Ce temps de Rosh ha-shanah que nous vivons consacre lui-même une telle sorte de battement, la mort du temps, celle de l’année écoulée, et la naissance d’un autre temps. Nulle continuité ici, mais bel et bien deux moments distincts, qui s’inscrivent dans cette grille de lecture de l’aller et du retour.

Ainsi, par rapport à notre histoire, le temps de l’« aller », de la halakhah, est celui où l’on va vers les choses, vers le monde, et ce mouvement, ponctué par les mitsvot, est scénarisé par l’assurance d’une tradition millénaire qui nous guide.
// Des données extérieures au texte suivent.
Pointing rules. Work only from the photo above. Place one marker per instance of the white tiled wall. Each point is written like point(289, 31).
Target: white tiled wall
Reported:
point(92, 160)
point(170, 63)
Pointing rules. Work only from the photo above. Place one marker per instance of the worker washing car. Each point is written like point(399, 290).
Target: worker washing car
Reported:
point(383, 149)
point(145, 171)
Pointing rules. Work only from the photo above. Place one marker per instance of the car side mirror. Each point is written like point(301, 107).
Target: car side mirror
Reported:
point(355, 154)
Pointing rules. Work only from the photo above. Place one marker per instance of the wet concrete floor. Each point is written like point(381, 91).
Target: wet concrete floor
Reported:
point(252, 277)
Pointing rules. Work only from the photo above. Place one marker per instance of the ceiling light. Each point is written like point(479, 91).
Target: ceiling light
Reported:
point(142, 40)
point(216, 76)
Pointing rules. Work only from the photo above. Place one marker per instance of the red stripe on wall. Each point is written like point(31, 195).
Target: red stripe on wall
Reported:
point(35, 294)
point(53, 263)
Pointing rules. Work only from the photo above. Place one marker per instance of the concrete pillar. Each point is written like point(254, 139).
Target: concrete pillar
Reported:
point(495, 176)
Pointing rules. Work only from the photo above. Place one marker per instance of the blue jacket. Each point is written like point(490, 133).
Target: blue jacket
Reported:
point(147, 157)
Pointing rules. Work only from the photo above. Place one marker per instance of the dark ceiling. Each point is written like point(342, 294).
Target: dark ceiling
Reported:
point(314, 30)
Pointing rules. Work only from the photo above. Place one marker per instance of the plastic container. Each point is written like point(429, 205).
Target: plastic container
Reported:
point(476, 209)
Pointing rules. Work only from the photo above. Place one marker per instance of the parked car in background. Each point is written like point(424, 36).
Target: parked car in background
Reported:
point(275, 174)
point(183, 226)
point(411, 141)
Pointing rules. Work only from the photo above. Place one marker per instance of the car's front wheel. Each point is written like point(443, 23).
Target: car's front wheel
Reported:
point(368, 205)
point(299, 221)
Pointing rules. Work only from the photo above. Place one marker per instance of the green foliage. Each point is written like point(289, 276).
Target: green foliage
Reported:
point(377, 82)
Si cette approche induit le possible danger d’une vie spirituelle mécanisée, d’un ritualisme excessif, ne négligeons pas hâtivement sa possible grandeur. Imaginons-la intelligente, et à son meilleur niveau : le mérite de la halakhah, dans ce cas, est de nous permettre une « vacance » par rapport à nous même, à distancier notre égo, ce compagnon que nous chérissons tant, en substituant à l’illusion d’une création personnelle le rappel d’une obéissance à un commandement préalable. Un hinneni, « me voici », qui certes signifie le moi, mais le met aussitôt sous la coupe intelligence d’un ordre supérieur…

Face à cela, on voit immédiatement que la teshuvah en est comme le négatif, une situation inverse où l’on demande à l’égo, sans qu’il soit lui-même en action, de se tenir en face de toutes ses actions.

La tradition est ainsi une sorte d’art spirituel double, où halakhah et teshuvah sont deux faces d’un même dispositif de perfectionnement de notre être et de notre lien avec Dieu. L’un est plénitude de l’action, l’autre, évidement, accouchement de notre intériorité. L’une, par l’action, tend à limiter les prétentions de l’égo, l’autre convoque l’ego mais pour le présenter nu, dénué de toutes les histoires que nous avons tressées autour de nos actes pour mieux nous rêver en conquérant du monde. Mais à l’heure de la teshuvah, on ne raconte plus, on compte, on chiffre ; on ne brode plus, on pèse.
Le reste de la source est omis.